Und das ist erst der Anfang: Jüngere Untersuchungen zeigen zudem, dass der Klimawandel die Entstehung von multiresistenten Keimen begünstigt, berichtet das Robert Koch-Institut (RKI) in einer aktuellen Studie (2023). Je höher die Umgebungstemperatur werde, desto höher seien die Antibiotikaresistenzraten und das Infektions- und Verbreitungsrisiko mit multiresistenten Erregern. Das heißt: Man infiziert sich häufiger und die Erreger sind mit höherer Wahrscheinlichkeit sehr resistent gegen Antibiotika. Keine gute Prognose. Fachleute wie Annette Hennigs vom Universitätsklinikum Hamburg-Eppendorf sprechen bereits jetzt von einem Post-Antibiotika-Zeitalter. Das wäre ein Schreckensszenario, denn erst Antibiotika haben dafür gesorgt, dass viele bakteriellen Infektionen meist eher Bagatellen sind. Gäbe es tatsächlich irgendwann keine wirksamen Antibiotika mehr, könnten selbst kleine Infektionen wie eine Blasenentzündung tödlich enden. Die WHO prognostizierte sogar einmal, ohne Antibiotika wäre die Welt wieder so wie vor deren Entdeckung 1928.
Wie konnte es so weit kommen? Ein zentraler Grund ist der inflationäre Gebrauch: "Jahrelang haben Medizinerinnen und Mediziner Antibiotika sehr unkritisch verschrieben", sagt Ella Ebadi. "Bei Erhöhung von Entzündungswerten gab es direkt ein Breitbandantibiotikum, das oft auch noch lange eingenommen werden sollte." Die Ärztin ist an der MHH unter anderem dafür zuständig, dass Hygienemaßnahmen eingehalten werden – ein wichtiger Baustein, damit es gar nicht erst zu Infektionen kommt.

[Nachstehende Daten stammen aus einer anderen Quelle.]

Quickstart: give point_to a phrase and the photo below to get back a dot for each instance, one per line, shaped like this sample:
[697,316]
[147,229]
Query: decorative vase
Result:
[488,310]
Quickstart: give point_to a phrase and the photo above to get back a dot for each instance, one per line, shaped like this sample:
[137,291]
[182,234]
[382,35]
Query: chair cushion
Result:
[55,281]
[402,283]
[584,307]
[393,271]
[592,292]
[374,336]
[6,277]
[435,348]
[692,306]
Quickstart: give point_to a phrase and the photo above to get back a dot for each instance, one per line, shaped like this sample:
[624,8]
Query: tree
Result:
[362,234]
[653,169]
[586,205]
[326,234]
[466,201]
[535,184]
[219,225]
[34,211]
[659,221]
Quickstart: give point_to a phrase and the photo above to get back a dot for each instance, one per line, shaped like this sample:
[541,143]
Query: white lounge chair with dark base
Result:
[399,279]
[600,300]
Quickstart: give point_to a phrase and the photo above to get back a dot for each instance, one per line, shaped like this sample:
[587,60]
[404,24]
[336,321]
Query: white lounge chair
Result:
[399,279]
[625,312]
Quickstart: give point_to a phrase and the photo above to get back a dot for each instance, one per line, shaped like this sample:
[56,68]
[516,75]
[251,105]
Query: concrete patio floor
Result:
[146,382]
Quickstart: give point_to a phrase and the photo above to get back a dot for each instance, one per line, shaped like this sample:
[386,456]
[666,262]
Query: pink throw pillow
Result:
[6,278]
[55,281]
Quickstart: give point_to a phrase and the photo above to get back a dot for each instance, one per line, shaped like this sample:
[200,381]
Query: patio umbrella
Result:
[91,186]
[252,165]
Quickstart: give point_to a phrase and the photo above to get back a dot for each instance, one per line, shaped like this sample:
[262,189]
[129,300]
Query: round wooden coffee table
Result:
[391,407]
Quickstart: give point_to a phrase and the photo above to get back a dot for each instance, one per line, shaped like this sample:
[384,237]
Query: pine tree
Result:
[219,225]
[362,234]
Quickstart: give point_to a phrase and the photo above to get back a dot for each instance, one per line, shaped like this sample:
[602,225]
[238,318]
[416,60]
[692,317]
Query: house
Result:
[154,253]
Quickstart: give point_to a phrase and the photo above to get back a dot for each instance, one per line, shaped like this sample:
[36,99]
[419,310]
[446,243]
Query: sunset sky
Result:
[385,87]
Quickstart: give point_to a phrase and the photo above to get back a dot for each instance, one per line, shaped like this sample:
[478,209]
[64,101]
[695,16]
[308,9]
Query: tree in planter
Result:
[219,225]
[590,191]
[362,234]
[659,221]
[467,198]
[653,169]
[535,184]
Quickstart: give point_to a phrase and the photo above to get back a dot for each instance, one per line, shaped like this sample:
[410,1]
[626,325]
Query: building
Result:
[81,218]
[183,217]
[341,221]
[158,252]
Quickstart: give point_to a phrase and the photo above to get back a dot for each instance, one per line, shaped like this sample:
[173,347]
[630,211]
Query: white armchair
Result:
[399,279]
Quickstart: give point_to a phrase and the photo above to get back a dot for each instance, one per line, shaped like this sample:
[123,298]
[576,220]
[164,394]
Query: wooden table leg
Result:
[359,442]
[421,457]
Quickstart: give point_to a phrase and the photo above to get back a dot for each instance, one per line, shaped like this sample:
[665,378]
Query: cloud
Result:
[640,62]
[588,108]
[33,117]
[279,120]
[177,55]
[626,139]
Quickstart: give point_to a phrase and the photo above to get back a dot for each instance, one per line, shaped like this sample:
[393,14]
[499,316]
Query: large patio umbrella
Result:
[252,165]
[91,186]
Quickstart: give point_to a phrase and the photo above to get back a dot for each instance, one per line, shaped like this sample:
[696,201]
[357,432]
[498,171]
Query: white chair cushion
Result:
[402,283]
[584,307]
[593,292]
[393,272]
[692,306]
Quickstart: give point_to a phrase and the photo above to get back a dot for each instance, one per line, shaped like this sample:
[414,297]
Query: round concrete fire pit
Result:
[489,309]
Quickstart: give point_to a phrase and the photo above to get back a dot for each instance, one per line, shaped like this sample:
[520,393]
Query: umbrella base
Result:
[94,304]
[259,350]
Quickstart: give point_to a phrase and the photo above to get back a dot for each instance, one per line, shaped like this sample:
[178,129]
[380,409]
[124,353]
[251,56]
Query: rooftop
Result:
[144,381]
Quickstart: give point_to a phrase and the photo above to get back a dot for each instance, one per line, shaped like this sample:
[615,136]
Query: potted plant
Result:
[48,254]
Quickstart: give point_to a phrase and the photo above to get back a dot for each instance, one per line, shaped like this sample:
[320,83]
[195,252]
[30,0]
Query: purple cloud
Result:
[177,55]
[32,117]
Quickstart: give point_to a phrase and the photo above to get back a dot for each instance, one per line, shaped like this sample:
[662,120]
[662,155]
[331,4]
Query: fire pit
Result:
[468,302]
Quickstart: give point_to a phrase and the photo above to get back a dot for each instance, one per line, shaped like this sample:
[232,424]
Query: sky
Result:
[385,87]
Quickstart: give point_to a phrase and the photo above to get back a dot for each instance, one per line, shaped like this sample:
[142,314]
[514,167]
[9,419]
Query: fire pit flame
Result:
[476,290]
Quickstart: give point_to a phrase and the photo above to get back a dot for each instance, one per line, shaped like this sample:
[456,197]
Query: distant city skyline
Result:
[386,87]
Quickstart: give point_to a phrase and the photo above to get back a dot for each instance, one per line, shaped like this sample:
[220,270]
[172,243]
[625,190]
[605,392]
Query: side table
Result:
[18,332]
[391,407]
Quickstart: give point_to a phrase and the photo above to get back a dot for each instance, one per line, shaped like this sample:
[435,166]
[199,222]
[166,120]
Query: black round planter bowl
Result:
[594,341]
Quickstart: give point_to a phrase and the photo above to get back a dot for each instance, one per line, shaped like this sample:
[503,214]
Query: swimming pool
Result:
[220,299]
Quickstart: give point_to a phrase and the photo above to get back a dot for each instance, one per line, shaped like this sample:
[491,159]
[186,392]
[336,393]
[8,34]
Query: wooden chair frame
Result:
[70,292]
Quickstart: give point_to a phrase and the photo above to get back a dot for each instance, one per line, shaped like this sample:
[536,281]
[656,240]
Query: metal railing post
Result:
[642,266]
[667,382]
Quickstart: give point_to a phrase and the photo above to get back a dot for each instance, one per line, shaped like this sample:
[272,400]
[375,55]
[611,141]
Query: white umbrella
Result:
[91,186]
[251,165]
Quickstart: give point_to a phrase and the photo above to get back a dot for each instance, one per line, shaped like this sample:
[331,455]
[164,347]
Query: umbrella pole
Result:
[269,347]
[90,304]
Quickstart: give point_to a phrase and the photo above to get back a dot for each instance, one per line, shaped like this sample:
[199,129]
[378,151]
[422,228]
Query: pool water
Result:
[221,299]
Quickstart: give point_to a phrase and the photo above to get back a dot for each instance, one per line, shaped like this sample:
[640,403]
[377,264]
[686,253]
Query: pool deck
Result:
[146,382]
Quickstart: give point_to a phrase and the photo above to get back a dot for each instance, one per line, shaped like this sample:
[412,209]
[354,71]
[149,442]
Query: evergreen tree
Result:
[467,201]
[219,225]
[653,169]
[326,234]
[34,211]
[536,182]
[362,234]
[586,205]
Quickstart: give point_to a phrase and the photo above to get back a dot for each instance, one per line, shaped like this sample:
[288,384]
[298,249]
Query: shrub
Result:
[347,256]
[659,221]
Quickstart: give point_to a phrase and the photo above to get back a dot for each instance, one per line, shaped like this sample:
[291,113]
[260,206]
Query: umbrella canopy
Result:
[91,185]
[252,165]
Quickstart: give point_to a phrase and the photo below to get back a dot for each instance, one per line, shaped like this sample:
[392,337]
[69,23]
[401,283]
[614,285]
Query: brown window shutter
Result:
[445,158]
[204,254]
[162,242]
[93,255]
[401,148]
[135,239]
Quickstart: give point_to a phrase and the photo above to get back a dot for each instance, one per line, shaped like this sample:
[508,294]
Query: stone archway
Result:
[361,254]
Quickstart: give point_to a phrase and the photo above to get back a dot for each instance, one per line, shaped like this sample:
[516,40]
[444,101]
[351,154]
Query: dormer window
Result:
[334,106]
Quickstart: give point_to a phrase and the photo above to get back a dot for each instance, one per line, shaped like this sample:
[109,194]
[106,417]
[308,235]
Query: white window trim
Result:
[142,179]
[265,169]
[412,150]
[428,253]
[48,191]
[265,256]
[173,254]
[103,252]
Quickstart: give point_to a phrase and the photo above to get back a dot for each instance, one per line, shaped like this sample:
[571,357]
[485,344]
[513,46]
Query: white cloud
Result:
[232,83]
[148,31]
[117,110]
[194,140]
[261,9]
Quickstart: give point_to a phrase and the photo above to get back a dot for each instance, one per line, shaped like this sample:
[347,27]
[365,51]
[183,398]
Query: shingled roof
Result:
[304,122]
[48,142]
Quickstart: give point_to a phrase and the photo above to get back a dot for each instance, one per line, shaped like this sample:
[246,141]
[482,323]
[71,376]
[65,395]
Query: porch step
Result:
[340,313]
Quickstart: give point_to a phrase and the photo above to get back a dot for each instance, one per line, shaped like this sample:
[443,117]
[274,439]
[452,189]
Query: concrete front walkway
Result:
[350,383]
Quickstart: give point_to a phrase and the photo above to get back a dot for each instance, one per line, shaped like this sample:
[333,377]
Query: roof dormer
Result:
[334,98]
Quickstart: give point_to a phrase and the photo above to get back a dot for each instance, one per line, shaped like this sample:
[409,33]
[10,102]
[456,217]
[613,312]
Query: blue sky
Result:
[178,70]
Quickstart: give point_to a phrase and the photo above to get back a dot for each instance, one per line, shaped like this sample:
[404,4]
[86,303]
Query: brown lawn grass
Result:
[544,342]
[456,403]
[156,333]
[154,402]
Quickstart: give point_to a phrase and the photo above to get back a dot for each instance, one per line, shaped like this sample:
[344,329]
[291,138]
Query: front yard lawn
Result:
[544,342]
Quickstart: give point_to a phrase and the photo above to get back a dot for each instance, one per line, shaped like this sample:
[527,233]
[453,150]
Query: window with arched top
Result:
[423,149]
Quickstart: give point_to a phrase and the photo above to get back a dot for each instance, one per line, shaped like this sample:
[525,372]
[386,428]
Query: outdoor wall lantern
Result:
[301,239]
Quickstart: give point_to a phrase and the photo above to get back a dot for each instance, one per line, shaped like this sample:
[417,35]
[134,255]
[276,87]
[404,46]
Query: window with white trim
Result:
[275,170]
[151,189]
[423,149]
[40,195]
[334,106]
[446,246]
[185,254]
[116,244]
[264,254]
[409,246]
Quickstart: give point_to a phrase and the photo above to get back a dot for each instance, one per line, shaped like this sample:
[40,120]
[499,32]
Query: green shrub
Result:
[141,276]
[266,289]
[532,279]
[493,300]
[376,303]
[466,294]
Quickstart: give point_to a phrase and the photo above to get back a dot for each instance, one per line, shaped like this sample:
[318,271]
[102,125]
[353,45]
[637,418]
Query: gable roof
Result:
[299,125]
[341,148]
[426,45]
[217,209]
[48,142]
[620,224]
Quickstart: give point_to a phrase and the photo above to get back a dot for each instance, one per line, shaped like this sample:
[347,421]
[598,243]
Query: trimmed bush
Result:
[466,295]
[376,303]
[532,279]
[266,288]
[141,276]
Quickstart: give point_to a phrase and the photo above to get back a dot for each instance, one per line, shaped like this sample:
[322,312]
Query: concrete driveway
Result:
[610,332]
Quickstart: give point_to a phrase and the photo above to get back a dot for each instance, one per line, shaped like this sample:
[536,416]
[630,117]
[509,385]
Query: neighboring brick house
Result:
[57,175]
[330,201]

Meist werden Antibiotika bei Atemwegsinfekten verschrieben. Dabei werden die meisten dieser Erkrankungen durch Viren verursacht. Antibiotika helfen jedoch nur gegen Bakterien. "Viele Ärztinnen und Ärzte dachten, Patientinnen und Patienten wollen immer Antibiotika", sagt Ebadi. "Aktuelle Studien zeigen, dass das nicht der Fall ist: Betroffene erwarten Aufklärung und Therapie – aber keine Antibiotikabehandlung, wenn sie nicht nötig ist."
Denn je mehr Antibiotika, desto mehr Resistenzen. Das wusste schon der britische Mediziner Alexander Fleming, der Ende der 1920er-Jahre das erste Antibiotikum Penicillin entdeckte. "Es besteht die Gefahr, dass die Mikroben lernen, resistent gegen Penicillin zu werden", warnte er in seiner Nobelpreisrede 1945. "Der erste Patient ist dann durch seinen gedankenlosen Umgang mit Penicillin möglicherweise verantwortlich für den Tod seines besten Freundes."
Das liegt daran, dass Antibiotika gegen alle Bakterien wirken – auch gegen die, die keine Infektion verursachen. Wenn man Antibiotika einnimmt, entsteht für resistente Erreger ein Selektionsvorteil. Diese können sich dann sehr schnell vermehren, dabei können weitere Resistenzen entstehen. Das bedeutet: Man kann schwer krank werden. So schwer, dass man sterben kann. Insbesondere, wenn das Immunsystem ohnehin geschwächt ist, wie beispielsweise nach Transplantationen. Resistenzen entstehen meist in Kliniken oder in der Massentierhaltung, wo Behandelnde viel und lange Antibiotika verabreichen.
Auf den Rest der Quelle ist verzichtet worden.